For me, I am continually and pleasantly surprised by what I learn on the subjects of analytics, organisational leadership, productivity, start-ups and social media in my twitter stream. It’s full of links to content that cover important ideas from solid thinkers. Admittedly none of them are life-saving but, at a stretch, a rare few might be described as life-changing. Each of them make a tiny but positive difference and sometimes someone in my network helps me (or me them) in a surprising way.

Traditional IT teams are missing the boat on Social Analytics

boatBeing a natural owl and not a lark, it takes something really important or deeply interesting to get me into the City for a 7.30 am breakfast meeting. Ed Thompson of Gartner speaking on how Sales, Marketing and Customer Services are making use of social media last week more than qualified.

 
The focus was not the usual ‘if facebook were a country’ hype but very much on how ordinary businesses are adapting to the world of social media and getting ahead through practical application of new and innovative solutions. Interestingly, the most common applications are brand monitoring and company watching in the form of B2B CRM and Competitive Intelligence. Sectors already adopting include Retail, Hi-Tech, Media and Consumer Goods businesses.
 
Insight came thick and fast but one thing that stood out was that IT are nowhere to be seen. This is, at least, partially because these are new solutions, usually cloud based and IT involvement isn’t mandatory. However, with the internal department involved in less than 2 out of 10 initiatives, they are getting left behind. It could be argued that they only have themselves to blame.
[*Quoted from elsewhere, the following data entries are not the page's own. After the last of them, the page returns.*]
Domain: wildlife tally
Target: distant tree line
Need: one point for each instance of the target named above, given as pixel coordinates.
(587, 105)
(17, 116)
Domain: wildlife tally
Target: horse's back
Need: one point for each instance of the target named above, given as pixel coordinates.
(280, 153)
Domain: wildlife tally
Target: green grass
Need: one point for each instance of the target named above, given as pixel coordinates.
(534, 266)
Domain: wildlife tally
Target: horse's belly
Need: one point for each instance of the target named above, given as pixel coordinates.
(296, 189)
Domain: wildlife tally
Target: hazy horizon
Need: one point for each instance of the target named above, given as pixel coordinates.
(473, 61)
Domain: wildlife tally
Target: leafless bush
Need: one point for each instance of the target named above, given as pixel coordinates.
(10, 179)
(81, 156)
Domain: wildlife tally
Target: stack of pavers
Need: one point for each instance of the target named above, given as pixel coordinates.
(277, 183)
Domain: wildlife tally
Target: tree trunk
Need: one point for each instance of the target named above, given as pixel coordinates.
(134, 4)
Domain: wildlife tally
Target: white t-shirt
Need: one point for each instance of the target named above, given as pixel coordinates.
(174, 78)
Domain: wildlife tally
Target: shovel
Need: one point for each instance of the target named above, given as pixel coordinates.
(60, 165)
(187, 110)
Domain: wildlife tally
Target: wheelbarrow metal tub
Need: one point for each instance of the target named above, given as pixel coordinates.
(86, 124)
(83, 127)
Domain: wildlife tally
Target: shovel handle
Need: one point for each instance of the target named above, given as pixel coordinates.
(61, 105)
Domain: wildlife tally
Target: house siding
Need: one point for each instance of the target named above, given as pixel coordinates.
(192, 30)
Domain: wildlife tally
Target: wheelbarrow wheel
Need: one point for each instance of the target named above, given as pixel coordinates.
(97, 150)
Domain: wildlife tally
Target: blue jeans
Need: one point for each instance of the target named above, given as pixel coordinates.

When I work with my customers and they tell me that a new server will take 15 weeks to build or that it will be 8 weeks before a new report will run for the first time then I find it difficult to side with the ‘professionals’. Business cycles are getting shorter and shorter whilst IT surrounds themselves with processes and models designed to reduce risk, increase quality and security but that also kick delivery dates so far over the horizon that the business have stopped asking for help.
 
Those that are involved are busy defining standards, mandating architectures and generally slowing things down. My advice to IT departments, BI teams and competency centres involved in such activity is stop. Just stop.Things are moving quickly and by the time you have updated the version control on your feasibility study, it’s out of date. Now is the time for adoption and execution (Ed’s words not mine, btw) The business needs support in getting information on what their customers are saying about their products or the latest marketing campaign. The sales team want to identify reasons to pick up the phone and sell to their prospects and they want it embedded in their CRM systems and processes. Marketing want to understand what competitors are doing, if they are forming new partnerships, announcing new products and how the market is responding. All of this, delivered regularly and routinely, is becoming as critical as daily sales, fulfilment, basket analysis or the senior management team’s dashboards.
As information professionals we should be helping the business corral the world of social media and on-line content. We should be investing time in understanding the new challenges and opportunities that semantic and content analytics represent.  We should also be embracing, experimenting and learning from the emerging technologies that address them. Most of all we should be adopting and implementing.

The growth of SaaS means that the business has a choice now. When it comes to social analytics the early adopters are looking at a range of vendors with innovative solutions that require no more implementation than adding a new bookmark. Then they are looking at their IT teams who are offering them a four page ‘IT request approval’ form. Where would you go?